Professor of government John Pitney Jr. imagines the unlikelier of coming presidential debates -- those between the incumbent and Newt Gingrich -- and predicts that while "Obama might botch a name here or a fact there," the former Speaker would make "radioactive comments" alienating to all but the most ardent right winger:
The more time he gets to talk, the more likely he is to say something outrageous. Throughout his career, his speeches and extended interviews have been spawning grounds for odd or even grotesque Gingrichisms.
It's a pity these Obama-Gingrich showdowns of a high-noon farce -- one can, as well, imagine the numerous holes that Gingrich would blast in his foot -- will never materialize. If the faking Dudley-Do-Righting Mitt Romney doesn't put the Black Bart of Georgia away in Florida next week, then the dry gulch of February will; its intervening drought of non-debating dullness will bequeath Gingrich only the useless and arid wind.
But here's the unlikeliest of presidential debates that I'd like to see: an Obama-Gingrich-Romney showdown. Now that's the ticket.
Throughout the GOP's gang warfare of a primary season, Obama, whenever asked which of these dueling hooligans he expects to take on, has answered quite sensibly that it makes no difference. A Gingrich is indistinguishable from a Romney, and a Romney is as extremist as a Gingrich, (Santorum, I think we can all agree, is merely gunning for the VP selection).
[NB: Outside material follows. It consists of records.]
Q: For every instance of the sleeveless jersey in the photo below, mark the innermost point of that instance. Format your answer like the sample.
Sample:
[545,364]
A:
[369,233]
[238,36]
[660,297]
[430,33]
Obama's plan of counterattack awaits only for the name of the last man standing to be filled in -- for there is absolutely no guessing about the bloodied survivor's sick, reality-twisting, diabolically underhanded bushwhackings to come.
And there ain't no doubt in my Western-justice, Hollywood-nostalgic mind that the cool, white-hatted, imperturbably righteous Will Kane could plug two Frank Millers as thoroughly as one. Why, one of the Millers might even plug the other on stage in a desperate, double-crossing struggle to out-fanaticize his equally ornery hombre.
I am of course just daydreaming. Such things aren't done; presidents don't fight down or invite gang-tackles like that, and the divided opposition never unites until it has drunk-punched itself into a staggering, bloodied stupor. But the farce of both Romney and Gingrich trying to out-right-wing each other -- revealing, in the horrifying process, that there really is no de facto difference between them -- in the face of Obama's center-left Reason would decisively hammer an early nail in the formers' inevitable coffins.